Attendance: Yang-Pin Shen and Yi-Chun Chiang were present. Yu-Tsun Li requested deputy. Opinions mentioned : None Results:All independent directors agreed and passed. Handling of the independent directors' opinions: All are submitted to the board of directors and are approved along with the consent of all attending directors. | None |
| 2024/07/29 | Term 4. The 16th meeting | Case 1: Approval on the consolidated financial statements for the second quarter of 2024. Case 2: Capital increase proposal for Techworld Electronics Singapore Pte. Ltd. (Qingpu Technology Singapore Co., Ltd.). Case 3: Approval on terminating the fund lending to Beixin International Co., Ltd. Case 4: Approval on fund lending to Subsidiary. Case 5: Set the standard date for capital increase through conversion of convertible bonds into common shares for Q2 2024.
Attendance: Yang-Pin Shen and Yi-Chun Chiang were present. Yu-Tsun Li requested deputy. Opinions mentioned : None Results:All independent directors agreed and passed. Handling of the independent directors' opinions: All are submitted to the board of directors and are approved along with the consent of all attending directors. | None |
| 2024/10/01 | Term 4. The 17th meeting | Case: Planned to obtain the standard plan on Superworld Holdings (S) Pte. Ltd's stock
Attendance: All were present( Yang-Pin Shen, Yu-Tsun Li, Yi-Chun Chiang ) Opinions mentioned : None Results:All independent directors agreed and passed. Handling of the independent directors' opinions: All are submitted to the board of directors and are approved along with the consent of all attending directors. | None |
| 2024/11/06 | Term 4. The 18th meeting | Case 1: Approval of the consolidated financial statements for the Second Quarter of 2024. Case 3: Presentation for the audit plans in 2025. Case 4: Revisions on the company's "Internal Control System" – Implementation rules for internal audits and other management regulations.
Attendance: All were present( Yang-Pin Shen, Yu-Tsun Li, Yi-Chun Chiang ) Opinions mentioned : None Results:All independent directors agreed and passed.
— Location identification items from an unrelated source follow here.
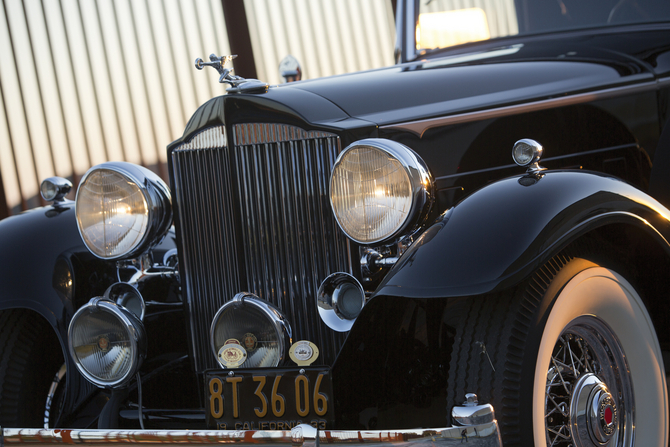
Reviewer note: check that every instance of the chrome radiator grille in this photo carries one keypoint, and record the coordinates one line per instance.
(256, 217)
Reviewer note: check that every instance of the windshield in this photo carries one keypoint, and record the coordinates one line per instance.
(445, 23)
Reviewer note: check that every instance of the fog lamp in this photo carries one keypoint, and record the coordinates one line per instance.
(249, 332)
(107, 343)
(340, 300)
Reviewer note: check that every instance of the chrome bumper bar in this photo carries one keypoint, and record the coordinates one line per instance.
(484, 435)
(476, 425)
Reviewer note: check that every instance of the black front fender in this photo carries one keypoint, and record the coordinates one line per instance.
(32, 243)
(500, 234)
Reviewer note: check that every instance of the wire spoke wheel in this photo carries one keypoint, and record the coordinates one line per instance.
(589, 402)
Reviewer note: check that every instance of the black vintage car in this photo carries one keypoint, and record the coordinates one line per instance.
(378, 257)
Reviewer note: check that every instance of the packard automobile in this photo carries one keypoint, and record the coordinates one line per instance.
(472, 245)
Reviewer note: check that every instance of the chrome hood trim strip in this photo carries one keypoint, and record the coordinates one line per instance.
(419, 127)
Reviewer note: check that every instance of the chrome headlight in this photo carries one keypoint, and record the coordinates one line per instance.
(122, 210)
(249, 332)
(107, 343)
(379, 189)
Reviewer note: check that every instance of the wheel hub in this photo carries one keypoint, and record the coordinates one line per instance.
(593, 412)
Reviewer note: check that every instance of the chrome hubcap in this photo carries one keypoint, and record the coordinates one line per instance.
(593, 412)
(588, 399)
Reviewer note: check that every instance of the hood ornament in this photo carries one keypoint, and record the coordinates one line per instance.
(237, 84)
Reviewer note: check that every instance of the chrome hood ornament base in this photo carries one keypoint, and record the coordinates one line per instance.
(237, 84)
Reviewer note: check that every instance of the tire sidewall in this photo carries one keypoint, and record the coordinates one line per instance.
(582, 288)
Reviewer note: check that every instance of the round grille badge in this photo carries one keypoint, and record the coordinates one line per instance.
(232, 355)
(303, 353)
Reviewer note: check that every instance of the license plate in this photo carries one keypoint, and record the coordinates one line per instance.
(269, 399)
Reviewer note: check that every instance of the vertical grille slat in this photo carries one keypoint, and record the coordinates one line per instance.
(255, 217)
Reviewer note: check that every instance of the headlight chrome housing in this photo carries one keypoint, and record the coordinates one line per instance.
(107, 342)
(249, 332)
(122, 210)
(379, 190)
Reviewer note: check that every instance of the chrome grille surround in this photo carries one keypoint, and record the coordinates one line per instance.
(256, 217)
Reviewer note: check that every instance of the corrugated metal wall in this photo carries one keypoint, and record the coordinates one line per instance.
(85, 81)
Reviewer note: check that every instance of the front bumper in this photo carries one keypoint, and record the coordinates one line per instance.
(484, 435)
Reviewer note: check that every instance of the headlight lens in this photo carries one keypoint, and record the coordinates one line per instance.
(107, 343)
(378, 189)
(122, 209)
(249, 332)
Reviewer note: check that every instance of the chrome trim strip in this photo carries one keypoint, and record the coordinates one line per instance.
(207, 139)
(421, 126)
(484, 435)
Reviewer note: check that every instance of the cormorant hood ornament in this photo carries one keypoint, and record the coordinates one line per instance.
(237, 84)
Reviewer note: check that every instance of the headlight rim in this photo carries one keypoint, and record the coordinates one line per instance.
(422, 186)
(137, 337)
(274, 315)
(156, 195)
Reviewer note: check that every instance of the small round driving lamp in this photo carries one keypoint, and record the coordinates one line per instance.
(249, 332)
(107, 342)
(340, 300)
(122, 210)
(379, 189)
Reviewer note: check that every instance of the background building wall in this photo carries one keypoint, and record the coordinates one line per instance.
(86, 81)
Handling of the independent directors' opinions: All are submitted to the board of directors and are approved along with the consent of all attending directors. | None |
The authorities for the auditors include the following:
1. Adoption or amendment of an internal control system pursuant to Article 14-1.
2. Assessment of the effectiveness of the internal control system.
3. Adoption or amendment, pursuant to Article 36-1, of handling procedures for financial or operational actions of material significance, such as acquisition or disposal of assets, derivatives trading, monetary loans to others, or endorsements or guarantees for others.
4. A matter relating to the personal interest of a director.
5. A material asset or derivatives trade.
6. A material monetary loan, endorsement, or provision of guarantee.
7. The offering, issuance, or private placement of any equity-type securities.
8. The engagement, discharge, or compensation of an attesting CPA.
9. The appointment or discharge of a financial, accounting, or internal auditing officer.
10. Annual financial reports and second quarter financial reports that must be audited and attested by a CPA, which are signed or sealed by the chairman, the managerial officer, and the accounting officer.
11. Any other important matters required by the company or the Competent Authority.